The figures, published today, reveal a narrowing in the north-south divide for the first time this year. But there’s slightly positive news in the monthly national housing survey from Hometrack in that year-on-year price deflation of -0.3 per cent is the lowest rate of fall since October 2010.
The average monthly price change across the country was 0.1 per cent last month, the same as the previous two months.
But the property analytics firm warned that there will be a continued slowdown of the housing market as the seasonal slowdown hits.
Richard O’Donnell, director of research at Hometrack, said there is evidence that the performance of housing markets in the north and south of the country is starting to converge.
“The gap between asking and achieved prices is closing in northern regions and this is reducing the downward pressure of pricing,” he said. “The slowdown in demand seen in the last five months has also been less pronounced in northern regions.”
Demand has fallen 4 per cent in the north compared to a 12 per cent slump in the south.
Meanwhile new research from Legal & General suggests that the market has hit bottom but won’t return to normal for five years.

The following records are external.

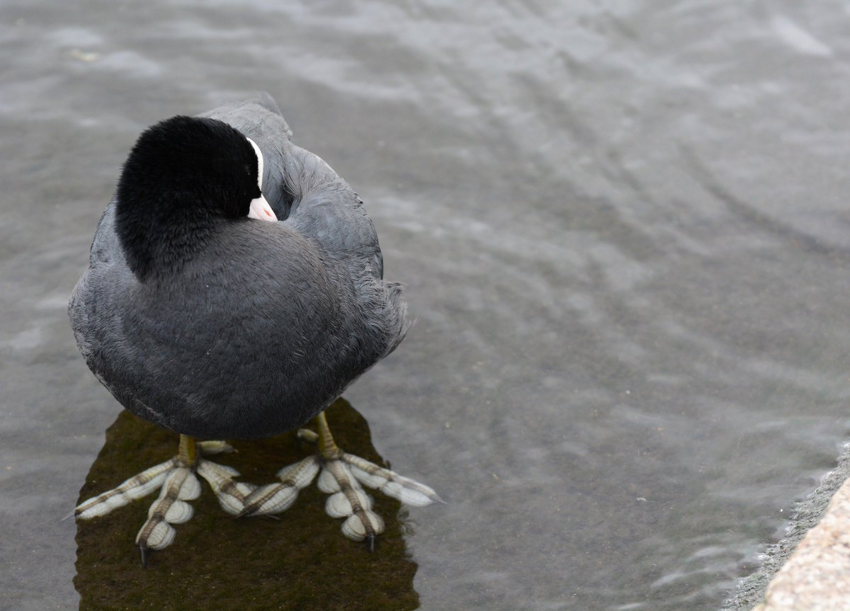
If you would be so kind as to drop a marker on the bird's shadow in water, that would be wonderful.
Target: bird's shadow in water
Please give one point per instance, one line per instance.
(301, 561)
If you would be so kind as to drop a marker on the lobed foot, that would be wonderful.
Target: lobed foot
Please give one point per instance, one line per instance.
(340, 475)
(177, 482)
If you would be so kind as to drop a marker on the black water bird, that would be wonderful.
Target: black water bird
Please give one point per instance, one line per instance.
(235, 289)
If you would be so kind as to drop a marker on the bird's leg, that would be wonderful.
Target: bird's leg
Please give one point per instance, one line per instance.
(341, 476)
(177, 483)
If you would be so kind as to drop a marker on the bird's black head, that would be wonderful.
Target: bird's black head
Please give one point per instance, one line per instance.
(183, 176)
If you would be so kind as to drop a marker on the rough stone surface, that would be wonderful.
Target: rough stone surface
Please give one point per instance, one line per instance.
(299, 561)
(809, 570)
(817, 576)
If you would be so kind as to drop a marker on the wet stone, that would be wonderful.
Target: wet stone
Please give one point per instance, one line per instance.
(298, 561)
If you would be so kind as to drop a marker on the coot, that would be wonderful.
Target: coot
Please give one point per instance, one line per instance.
(235, 289)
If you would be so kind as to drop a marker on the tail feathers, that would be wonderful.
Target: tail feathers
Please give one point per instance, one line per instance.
(397, 323)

Even then it will be a very different housing market, according to the report put together by the Centre for Economics and Business Research.
The study, “A New Normal in the Housing Market”, suggests that gross mortgage lending will rise to £212bn by 2017. That’s up from £142bn this year but below the £363bn seen in 2007.
It suggests there are eight key factors which will prevent the UK housing market from reverting to a 'normal' state. The weak economy, declining growth in house prices and restrictive borrowing are the three most important factors affecting households' decisions to buy.
But the weak labour market, lack of government support, Eurozone uncertainty and lack of housing being built are other factors holding back buyers.
Ben Thompson, managing director of the Legal & General Mortgage Club, said: “The past five years have been extraordinarily tough for the housing market, but good news is on the way. The hope is that following the trauma of the property crash what we will have by 2017 is not only a healthier market place but ultimately a more balanced and sustainable one.”
But things are not looking so good for renters. RightMove reckons rents will rise 2 per cent in 2013. More than a fifth of current tenants already pays 50 per cent or more of their take-home pay on rent increasing worries that renters are reaching an “affordability ceiling”.
Average rents have increased by 13.6 per cent since 2009 as demand continues to outstrip supply, RightMove reports.